Here was the that story November 2:
While this policy feeds the global asset bubble it is also feeding a new US asset bubble. Easy money, quantitative easing, credit easing and massive inflows of capital into the US via an accumulation of forex reserves by foreign central banks makes US fiscal deficits easier to fund and feeds the US equity and credit bubble. Finally, a weak dollar is good for US equities as it may lead to higher growth and makes the foreign currency profits of US corporations abroad greater in dollar terms...
But one day this bubble will burst, leading to the biggest co-ordinated asset bust ever: if factors lead the dollar to reverse and suddenly appreciate – as was seen in previous reversals, such as the yen-funded carry trade – the leveraged carry trade will have to be suddenly closed as investors cover their dollar shorts.

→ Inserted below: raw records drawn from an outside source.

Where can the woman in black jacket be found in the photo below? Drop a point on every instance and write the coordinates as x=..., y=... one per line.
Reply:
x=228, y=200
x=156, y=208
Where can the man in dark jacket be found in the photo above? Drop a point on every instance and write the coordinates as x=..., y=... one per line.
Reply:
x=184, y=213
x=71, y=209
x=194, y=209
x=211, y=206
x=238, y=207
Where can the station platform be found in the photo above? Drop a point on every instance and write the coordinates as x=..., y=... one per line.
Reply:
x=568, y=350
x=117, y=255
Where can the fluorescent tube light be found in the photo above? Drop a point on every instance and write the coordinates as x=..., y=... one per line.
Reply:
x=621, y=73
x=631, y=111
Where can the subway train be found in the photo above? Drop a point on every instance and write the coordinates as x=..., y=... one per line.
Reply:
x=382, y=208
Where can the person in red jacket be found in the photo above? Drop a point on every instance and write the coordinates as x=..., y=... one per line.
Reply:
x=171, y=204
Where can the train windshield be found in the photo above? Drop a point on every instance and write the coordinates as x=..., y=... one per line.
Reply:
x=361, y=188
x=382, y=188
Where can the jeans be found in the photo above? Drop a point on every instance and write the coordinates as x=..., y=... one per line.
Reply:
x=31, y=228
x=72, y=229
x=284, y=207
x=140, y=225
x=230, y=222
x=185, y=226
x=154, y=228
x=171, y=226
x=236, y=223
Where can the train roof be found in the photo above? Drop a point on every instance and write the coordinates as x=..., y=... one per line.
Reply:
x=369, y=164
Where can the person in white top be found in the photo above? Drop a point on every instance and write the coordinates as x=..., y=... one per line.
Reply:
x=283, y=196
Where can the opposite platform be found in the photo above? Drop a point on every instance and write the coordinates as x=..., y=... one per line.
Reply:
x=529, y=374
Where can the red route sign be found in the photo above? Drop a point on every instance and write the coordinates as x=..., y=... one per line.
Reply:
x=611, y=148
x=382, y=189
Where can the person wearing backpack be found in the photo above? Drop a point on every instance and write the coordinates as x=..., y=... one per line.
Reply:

A stampede will occur as closing long leveraged risky asset positions across all asset classes funded by dollar shorts triggers a co-ordinated collapse of all those risky assets – equities, commodities, emerging market asset classes and credit instruments.
What happened Mr. Professor? We had a wonderful rally in the dollar--yet no bust!
And now the Professor says, instead of having 1929, we are now going to have 1937, when in fact we are like 1982, at the start of the bull market!
And at least you heard the 1982 analogy within the first week of this beast's bottom!
Care to come on Pimp TV and explain what happened to your dire prediction, Professor?
Or is it just another ZERO for the good Professor's predictions---again!!